Sometimes things just hit you smack in the face

Perhaps that’s the longest blog title ever.  Perhaps not.  I’ll be on the look-out.

Anyway, remember when I said “Bring it” at the end of my last post?  This was a response from my good friend, former boss, and in general mentor to me:

Goethe says that when we make a decision – a real decision, not just a “want to” – that all the doors of the universe open to make it happen. You just said “bring it”; I just heard doors slapping open across the cosmos. :)

Whoa.  I mean really.  I believed her, I mean “kinda” believed her – in that “yeah, sure, whatever you say” kind of way.

But you know what?  As usual, she was right.
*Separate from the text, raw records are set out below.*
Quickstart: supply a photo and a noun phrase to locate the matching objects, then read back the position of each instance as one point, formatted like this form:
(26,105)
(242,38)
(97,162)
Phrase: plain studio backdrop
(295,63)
My inbox has been flooded with emails about all kinds of things that have been on my mind to make these things happen, from travel to writing to making your dreams come true and creating your own reality.  Facebook has articles and quotes popping up all over the place.  I guess they could have been there all the time, but now I’m finally ready to listen.  Not just listen, but DO.

I think we get so stuck in whatever our “reality” is at the moment (and that reality is always self-created) that it’s hard to see beyond our own noses.  I was stuck in this “my work sucks I’m sick I can’t do it I don’t want to fail I don’t want to look stupid I’m afraid” thought process that it was hard to see just how fucking easy it is to say YES.

I have lots of ideas, one of which I’m ready to talk about, and one that’s still forming in my mind.  One is a recent dream, the other I’ve had my entire life.  Guess which one I’m ready to talk about?  Yeah, the new one.  Weird how that works.  The thing that I’ve always wanted to do, that my heart has always lead me to, is the one things that scares me the most.  Not just scares, but shakes me to the core.  Because if I lose this, then I lose everything.

But you know what I’ve realized?  I’ll never lose it, because it is me.

 

I’d love to share a few of the blog posts that I’ve come across, and I will as I find them.  In the meantime, here’s one of them.  If you’re a fan of travel stories, I highly recommend that you follow this blog.

http://nomadgrad.com/2012/04/01/the-ask-all-tell-alls-of-nomadic-life-financing-your-fun/ 

 

I’m Back!

The official flag of Bali. Coat of Arms on top...

My first blog post since my trip and I’m struggling with what to say.

 

I can’t decide if it’s because I have too much to say, or not enough.  What does one say when they return from a trip that may or may not have changed their lives?

 

I know this blog is supposed to be about my struggles (and victories) with Hashimoto’s disease, but it has become much more than that.  While Hashimoto’s does not define me, it is a part of me, a part of my experiences.  There is no separating the disease from me.  So I guess what I’m saying is that if you’re reading this blog because you hope to get support in your own health struggles, that’s great and I hope to provide that, but you’ll have to slog through the other crap going on in my life as well.  Not that it’s all crap – honestly, most of my life is good, great even.  But one doesn’t write about only the good stuff, do they?  If that were the case we wouldn’t have some of the greatest writers and stories.

 

But I digress.

 

I suppose the reason why I haven’t written about Bali, why I “can’t” write about Bali is because so many of my feelings about it haven’t processed yet.  This was a trip like no other, in so many ways.  I hope to start processing them and writing about it soon.  I didn’t even write in my journal while I was gone (except twice) which is slightly annoying, but I also don’t write unless I have to.  (And I wonder why I can’t be a “writer” for a living.)  The spirit didn’t move me.  Or I avoided the spirit, which is the most likely answer.

 

I do know this: like when I returned from Thailand last year, I feel that a shift is occurring.  Like something is physically manifesting itself inside of me.  A change is afoot.  Or something like that.  Of course I have no idea what it is, but I also hope that it happens soon.  I’ve been waiting a year since Thailand – I wonder if my body just forgot that something was supposed to happen.  But now I feel ready – emotionally, physically, spiritually ready for what comes next.  Bring it.